You could also filter by filesystem type, by applying an appropriate regex to $3.

----------

## Dominique_71

Hu you are right, but it will add a dependency. I must think about it.

----------

## dmpogo

 *Dominique_71 wrote:*   

> Hu you are right, but it will add a dependency. I must think about it.

 

One issue to consider is that on some systems /etc/mtab can be a symlink to /proc/mounts, which contains the same information + extra info on mount options.  Actually mount man pages advises to use such a symlink in some circumstances.

I'm not sure what 'mount'  will produce then,  but direct 'cat' will have a notch different format.Last edited by dmpogo on Sun Oct 10, 2010 8:49 pm; edited 1 time in total

----------

## Hu

 *Dominique_71 wrote:*   

> Hu you are right, but it will add a dependency.

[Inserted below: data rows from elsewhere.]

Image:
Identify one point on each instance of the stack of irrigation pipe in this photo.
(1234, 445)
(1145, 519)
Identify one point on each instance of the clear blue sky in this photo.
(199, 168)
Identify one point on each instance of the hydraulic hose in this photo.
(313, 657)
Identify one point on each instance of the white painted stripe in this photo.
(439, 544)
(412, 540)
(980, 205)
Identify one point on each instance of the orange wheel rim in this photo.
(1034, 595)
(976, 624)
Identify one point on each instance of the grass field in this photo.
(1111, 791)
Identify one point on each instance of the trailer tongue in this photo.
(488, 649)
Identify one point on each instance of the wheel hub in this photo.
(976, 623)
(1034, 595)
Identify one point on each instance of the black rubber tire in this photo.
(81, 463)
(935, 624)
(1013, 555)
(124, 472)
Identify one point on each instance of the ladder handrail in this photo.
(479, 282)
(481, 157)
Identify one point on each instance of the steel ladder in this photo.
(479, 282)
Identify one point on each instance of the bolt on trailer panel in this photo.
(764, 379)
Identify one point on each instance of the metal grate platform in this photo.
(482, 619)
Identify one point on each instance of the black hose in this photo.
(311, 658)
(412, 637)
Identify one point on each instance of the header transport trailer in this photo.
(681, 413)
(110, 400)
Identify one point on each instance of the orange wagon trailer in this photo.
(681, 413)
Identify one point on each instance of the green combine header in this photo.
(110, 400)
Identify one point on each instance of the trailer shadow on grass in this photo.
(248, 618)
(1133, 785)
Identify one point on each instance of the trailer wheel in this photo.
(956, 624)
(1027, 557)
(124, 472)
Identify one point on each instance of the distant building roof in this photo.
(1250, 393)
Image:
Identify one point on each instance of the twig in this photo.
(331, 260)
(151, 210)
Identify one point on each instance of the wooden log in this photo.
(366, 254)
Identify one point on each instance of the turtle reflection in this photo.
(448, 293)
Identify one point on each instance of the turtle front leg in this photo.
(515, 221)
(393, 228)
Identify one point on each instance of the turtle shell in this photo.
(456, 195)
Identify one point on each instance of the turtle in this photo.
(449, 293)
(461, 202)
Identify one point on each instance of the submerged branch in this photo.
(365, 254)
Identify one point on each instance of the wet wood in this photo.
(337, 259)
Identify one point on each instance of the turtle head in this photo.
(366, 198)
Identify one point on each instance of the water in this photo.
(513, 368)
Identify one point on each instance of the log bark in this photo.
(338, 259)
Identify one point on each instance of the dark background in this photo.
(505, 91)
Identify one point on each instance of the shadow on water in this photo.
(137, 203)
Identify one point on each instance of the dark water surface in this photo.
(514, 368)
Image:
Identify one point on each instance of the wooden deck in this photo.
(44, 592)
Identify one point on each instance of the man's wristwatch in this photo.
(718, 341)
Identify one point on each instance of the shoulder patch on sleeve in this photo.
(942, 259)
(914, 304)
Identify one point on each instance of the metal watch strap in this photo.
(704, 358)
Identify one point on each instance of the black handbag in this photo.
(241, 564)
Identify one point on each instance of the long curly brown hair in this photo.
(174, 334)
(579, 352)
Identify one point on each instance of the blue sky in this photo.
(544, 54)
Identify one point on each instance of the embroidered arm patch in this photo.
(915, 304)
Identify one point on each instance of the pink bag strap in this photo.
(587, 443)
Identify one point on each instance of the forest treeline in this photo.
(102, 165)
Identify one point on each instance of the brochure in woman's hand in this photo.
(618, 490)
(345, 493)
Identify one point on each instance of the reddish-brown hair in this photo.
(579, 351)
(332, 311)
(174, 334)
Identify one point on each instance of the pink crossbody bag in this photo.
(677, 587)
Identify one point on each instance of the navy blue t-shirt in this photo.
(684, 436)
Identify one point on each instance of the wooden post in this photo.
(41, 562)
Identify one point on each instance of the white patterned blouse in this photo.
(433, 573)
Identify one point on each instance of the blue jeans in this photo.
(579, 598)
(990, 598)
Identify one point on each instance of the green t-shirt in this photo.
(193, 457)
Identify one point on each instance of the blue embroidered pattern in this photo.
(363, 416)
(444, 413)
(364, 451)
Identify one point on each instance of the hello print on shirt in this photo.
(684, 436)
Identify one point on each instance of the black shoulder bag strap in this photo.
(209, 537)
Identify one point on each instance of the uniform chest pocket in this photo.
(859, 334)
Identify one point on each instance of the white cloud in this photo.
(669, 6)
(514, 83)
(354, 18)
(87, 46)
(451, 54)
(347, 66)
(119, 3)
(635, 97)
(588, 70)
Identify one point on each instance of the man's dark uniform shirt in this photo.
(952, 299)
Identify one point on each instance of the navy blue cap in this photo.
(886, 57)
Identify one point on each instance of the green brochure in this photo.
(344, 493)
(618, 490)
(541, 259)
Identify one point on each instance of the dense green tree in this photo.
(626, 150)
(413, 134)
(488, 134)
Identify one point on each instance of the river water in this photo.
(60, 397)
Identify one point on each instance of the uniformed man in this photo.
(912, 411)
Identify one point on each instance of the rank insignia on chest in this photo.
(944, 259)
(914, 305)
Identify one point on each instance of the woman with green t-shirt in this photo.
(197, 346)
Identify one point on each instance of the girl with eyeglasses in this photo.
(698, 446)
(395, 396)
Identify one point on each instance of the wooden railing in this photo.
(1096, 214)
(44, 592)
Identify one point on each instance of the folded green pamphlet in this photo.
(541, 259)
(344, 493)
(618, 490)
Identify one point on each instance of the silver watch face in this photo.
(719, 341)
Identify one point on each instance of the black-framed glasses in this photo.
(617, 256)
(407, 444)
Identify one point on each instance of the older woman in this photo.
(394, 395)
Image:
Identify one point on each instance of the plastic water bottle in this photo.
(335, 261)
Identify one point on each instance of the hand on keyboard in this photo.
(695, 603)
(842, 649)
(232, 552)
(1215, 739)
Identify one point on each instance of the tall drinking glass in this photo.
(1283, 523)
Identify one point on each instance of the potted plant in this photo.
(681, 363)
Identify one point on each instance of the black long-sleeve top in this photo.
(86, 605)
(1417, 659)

I must think about it.

 It removes three dependencies and adds one.  That seems like a net benefit to me.  What are you concerned about here?

----------

## Dominique_71

 *dmpogo wrote:*   

> 
> 
> One issue to consider is that on some systems /etc/mtab can be a symlink to /proc/mounts, which contains the same information + extra info on mount options.  Actually mount man pages advises to use such a symlink in some circumstances.

 

It also say "If /proc is mounted...". So, to check /proc/mounts will not work in any case.

 *Quote:*   

> I'm not sure what 'mount'  will produces then,  but direct 'cat' will have a notch different format.

 

I will modify it and use "mount" instead of  "cat /etc/mtab".

 *Hu wrote:*   

> 
> 
> It removes three dependencies and adds one. That seems like a net benefit to me. What are you concerned about here?

 

I want to publish it with fvwm-crystal new release. cat is part of coreutils, so it is not really a dependency, mount is present on every system (part of util-linux) so it is not really a dependency either, grep and sed are already used by fvwm crystal, and to use them one more time will not add a dependency.

----------

## Etal

What Hu means is that cat and grep are completely useless and add additional overhead of running 4 different processes instead of 2.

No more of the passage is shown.